CHRIS: It really started off as a project to expose the outrageous lies of some of the politicians who are pushing this whole Brexit project. And we just started out pasting up a few of these, designed as tweets. And then the public decided they wanted to see dozens and dozens of them. So we raised this money. And now we're putting them up all over the country to remind people of what our leaders said a couple of years ago when this whole Brexit thing kicked off.

LANGFITT: These guys, they've raised more than $180,000 in a crowdfunding campaign to put up these billboards around the U.K. But they don't want to use their full names. And the reason is because in the past, they actually commandeered billboards illegally. They're afraid they could be prosecuted. Now, one of the activists - his name is Richard. He says they're doing this whole thing because they feel that back in 2016, British voters were calm.

RICHARD: They were promised a utopia, where the European Union would crumble before our awesome negotiating power and all of the problems of Britain would disappear. So we feel we're kind of performing a public information service.

LANGFITT: Now, the kinds of quotes that they're putting up include this one from 2016. It's from a Brexiteer named Sir John Redwood. He's a member of parliament. And this is what he said. Getting out of the EU can be quick and easy. The U.K. holds most of the cards in any negotiation. Well, that's proved not to be true at all. In fact, after two years of negotiation, the EU very much has the upper hand. The British Parliament so hates the deal the EU has given them that they voted it down by a historic margin. But I was also wondering, you know, in the age of digital politics, why put up billboards? Now, this is what Chris said.

CHRIS: There's something about that digital news cycle where all these kind of untruths and lies just fly past you, and you forget about them.

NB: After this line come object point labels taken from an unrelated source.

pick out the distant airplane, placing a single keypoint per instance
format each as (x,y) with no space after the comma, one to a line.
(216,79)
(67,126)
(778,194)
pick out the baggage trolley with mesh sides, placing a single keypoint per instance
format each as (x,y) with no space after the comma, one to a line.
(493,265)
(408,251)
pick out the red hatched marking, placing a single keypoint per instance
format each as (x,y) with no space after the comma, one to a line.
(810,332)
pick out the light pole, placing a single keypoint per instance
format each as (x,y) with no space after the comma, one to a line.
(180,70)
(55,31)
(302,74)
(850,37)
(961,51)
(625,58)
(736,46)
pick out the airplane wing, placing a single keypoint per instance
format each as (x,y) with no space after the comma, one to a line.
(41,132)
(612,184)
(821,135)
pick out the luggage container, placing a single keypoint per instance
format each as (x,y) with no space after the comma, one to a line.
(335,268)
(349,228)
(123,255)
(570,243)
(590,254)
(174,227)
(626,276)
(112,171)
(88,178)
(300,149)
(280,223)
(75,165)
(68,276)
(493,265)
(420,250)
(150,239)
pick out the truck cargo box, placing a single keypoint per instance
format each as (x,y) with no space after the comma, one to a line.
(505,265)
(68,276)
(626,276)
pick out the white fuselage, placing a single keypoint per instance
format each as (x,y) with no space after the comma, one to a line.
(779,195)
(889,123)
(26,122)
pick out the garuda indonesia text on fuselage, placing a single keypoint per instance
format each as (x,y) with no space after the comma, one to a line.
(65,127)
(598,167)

So we thought if we put them up in the real world, you kind of have to stand there and look at them and digest them.

AUTOMATED VOICE: The next station is Walthamstow Central.

LANGFITT: So I wanted to see if this really works. So I took the Tube across town over here to northeast London.

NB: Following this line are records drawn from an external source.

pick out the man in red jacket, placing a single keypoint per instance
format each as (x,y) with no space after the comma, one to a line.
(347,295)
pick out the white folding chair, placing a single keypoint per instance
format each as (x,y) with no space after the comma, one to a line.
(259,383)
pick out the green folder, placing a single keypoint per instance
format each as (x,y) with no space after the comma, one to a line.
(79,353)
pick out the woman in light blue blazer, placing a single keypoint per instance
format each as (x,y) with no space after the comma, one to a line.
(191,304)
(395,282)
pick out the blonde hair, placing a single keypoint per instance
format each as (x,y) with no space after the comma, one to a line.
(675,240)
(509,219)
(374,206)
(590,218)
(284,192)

LANGFITT: And this is where I ran into Jordan Johnson. He just rolled up on a skateboard. And I asked Jordan to read the quote on the billboard, which is from Boris Johnson - no relation - who's a member of parliament and, like, a big Brexiteer.

JORDAN JOHNSON: There is no plan for no deal because we're going to get a great deal.

LANGFITT: Is the United Kingdom getting a great deal from the EU right now?

JOHNSON: Not at all, not a great deal. I would not call it that. The promises have most definitely not come true. We are so, like, patriotic. But we didn't even think of, like, backup plan, what could go wrong - them kind of things.

LANGFITT: What do you think of the whole idea of this Led By Donkeys campaign?

JOHNSON: This campaign is - I think it's brilliant because whether you agree with it or you disagree with it, it'll get you to think.

LANGFITT: Others don't like the campaign. There's one billboard. It quotes Jacob Rees-Mogg - he's also a big Brexiteer, member of parliament - saying back in 2011 that he would support a second Brexit referendum, which he now publicly says he's very much against. Now, Jacob Rees-Mogg actually says he never backed such a vote in the first place. And the quote is really selective, way out of context.


LANGFITT: Back in west London, David Wood - he's a worker - he's pasting up the latest billboard. But he hasn't been paying much attention to it. And the reason is, like a lot of people here in the U.K., he's sick of Brexit. He also doesn't believe there should be a second referendum on the grounds that earlier voters were misled.

DAVID WOOD: We've already voted once. And we voted to leave. And it was democratically done. Just because they don't like it doesn't mean we should have another one.

LANGFITT: Led By Donkeys plans to use all this crowdfunding money to put up at least 150 billboards around the country. And what they hope is in the rush of the digital age, people will actually stop and look and think about what the politicians promised, what's actually happened and hold their elected officials accountable. Frank Langfitt, NPR News, London.